For the first prototype I casted this lens out of some clear resin but even with a nice vacuum chamber there will always be microbubbles in there. Also I want to go open source at some point and want a simpler solution that people can actually reproduce.
The critical stuff here are the blue surfaces. They need to be as smooth as possible. The flat side would be pretty easy to sand and polish I guess.
My Idea for now would be getting round stock of some thermoplastic, heat up a bearing ball and pressing it in.
The thermoplastic should come without bubbles of course. If it was clear that would be nice for easier quality controll. Density doesn't matter to much, it will shift the fucus point but I can compensate for that.
Any ideas what plasitc to use for this?
If you have other ideas how to make/buy that lens they are welcome too.
>>1193903
I assume you'd ideally want a parabolic lens instead of a spherical one? One way to get that would be to spin the molten plastic; the centripetal force will pull more material to the perimeter and make a parabola, just like with early spinning-mercury telescopes.
I think you'll have to heat (and cool) the plastic uniformly, otherwise you'll get stress gradients within it. The surface made by a ball-bearing simply being pressed into place might not be perfect enough, and you'll probably have to polish it regardless, so maybe try bolting a rod onto a ball-bearing and putting it in a drill so you can rotate it within the lens' hollow with polish on it. Might I ask what you're using to produce and detect these ultrasonic waves/phonons?
>>1193912
Spherical will do for now.
An even earlier prototype has a surface milled with a round bit and has been somewhat pollished. Still with noticable scores and works ok so far. So I think the bearing surface will be good enough.

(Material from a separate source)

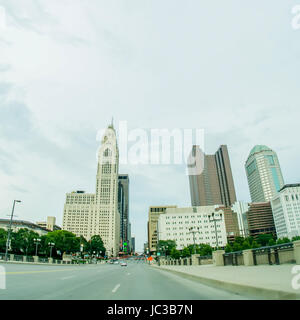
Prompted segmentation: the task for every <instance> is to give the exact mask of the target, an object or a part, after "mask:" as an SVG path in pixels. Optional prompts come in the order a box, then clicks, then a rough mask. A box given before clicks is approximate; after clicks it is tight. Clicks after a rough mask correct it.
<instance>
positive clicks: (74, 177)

I don't know about stress gradients, guess thats up to test.
>Might I ask what you're using to produce and detect these ultrasonic waves/phonons?
A custom transceiver hooked up to a piezo element that gets glued to the flat side of the lens. Here's a image of the Signal I get out of it so far.
>>1193912
>the centripetal force will pull more material to the perimeter
Not really, but I know what you mean.
>>1194172
Well I guess technically the centripetal force is pulling inwards, not outwards. But there aren't really defined terms for describing individual unbalanced racial forces.
>>1193912
>the centrifugal force will push more material to the perimeter
OP again. So far Acrylic seems to be a good choice. I guess I can heat the bearing up to ~110°C press it in and pull it out when cold. If necessary I could reheat and cool the entire thing later.
>>1194511
Are you getting any differential heating/cooling artefacts?
>>1194341
I suppose you could say that the centripetal force acted by walls of the mould on the molten acrylic pushes the acrylic up. Or that the centrifugal force acted by the molten acrylic on the immovable walls of the mould exponentially increase the pressure in the smelt radially from the centre. I don't know how to word it. Anyway, it's like asking what is shaping a sword; the hammer, or the anvil? It's both. Where centripetal force goes, centrifugal force follows. One can not exist without the other.
>>1195255
Ah, so that's what centrifugal force refers to. We kind of skirted around the term in class in much the same way that we skirt around the strong and weak nuclear forces, or around general relativity with respect to special relativity.
>>1194551
haven't done it yet and propably won't get around it this week. But I guess if it happens I could probably find a way to heat up the enire thing and cool it down slowly without destroying the shape.
>>1193903 scanning ultrasonic microscope
>I casted this lens out of some clear resin
Doesn't know what plastic he used....
"I builded me this here micro-skope outa stuff I had lay'in around.